I’ve often heard it said that pride comes before the fall. I'm sure John Edwards might have a few lessons to share on this.
Well, I received a quick schooling in this myself over the snowy weekend. Now, no fears, I’ve certainly not committed any Edwardian gaffes (as evidenced by the fact that I'm still out here writing dumb haiku verses and not picking my tossed belongings out of the snow)- but my severely aching muscles are a tender reminder that pride certainly can harm.
Since my daughter started pre-school five months ago I figured that I’d start working out on a regular basis for the first time ever in my life. I’ve done a pretty good job sticking with going to the gym at least three times a week and am starting to finally notice some results.

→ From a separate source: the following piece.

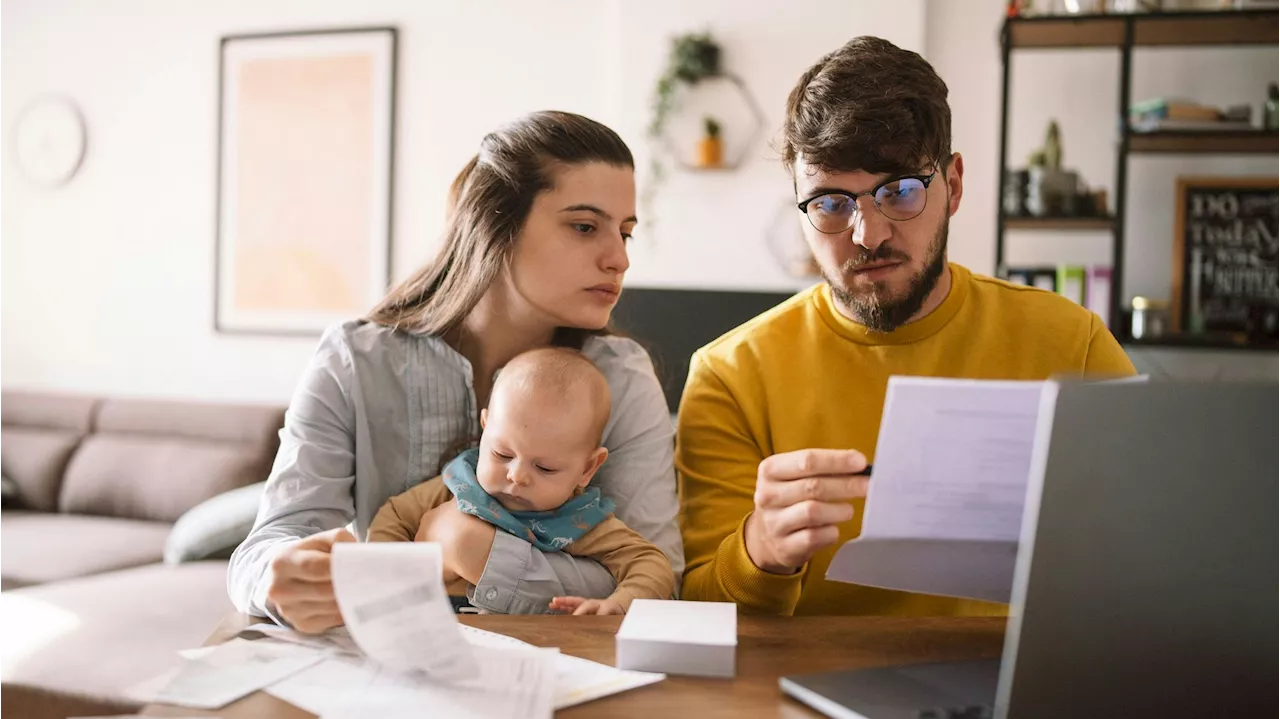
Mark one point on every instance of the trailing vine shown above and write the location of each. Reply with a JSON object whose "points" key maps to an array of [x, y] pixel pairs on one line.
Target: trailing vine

Because of the ice over the weekend I couldn’t get out to do my usual Saturday workout so I figured that I’d try using one of my wife’s easy exercise DVDs. And, yeah, this is where the pride comes in.
Now I'm a guy who stays home with his kid. I blog on a mom's site. I'm certainly not sexist. But, you see, this DVD not only featured a female on the cover but also an all-female group of ladies exercising in the background. There was not a single dude ANYWHERE on this video. I was comfortable enough to do a "women's" workout. But as a guy I knew I'd have to modify it. I messed up here in two ways:
1) I figured that since I had all of five months of gym workouts under my belt then I was not only physically able to keep up with any chick but I could also double up on the weights she used.
2) I didn’t sit on the sofa with a beer and just enjoy watching the ladies exercise.
See, I thought that my easy little gym routine was way harder than anything some softy could throw down on a DVD marketed at women. And as a result I ache in every single muscle of my body. I really think I tore something.
Each step up or down a riser here in our three story townhome is torture on my thighs. The effort and pain that comes with raising my arms above my head to shampoo my hair is astounding. I'm thinking about going for dreadlocks. Seriously, mon. Dreadlocks.
I think the DVD box had the word “ripped” somewhere on it (frankly, I’m not walking up two flights of stairs to verify) and that is a pretty accurate description of what it did to me.
Fortunately it only took an exercise tape to remind me of the danger of pride- I fear Mr. Edwards may have a tape of an entirely different nature floating around to remind him.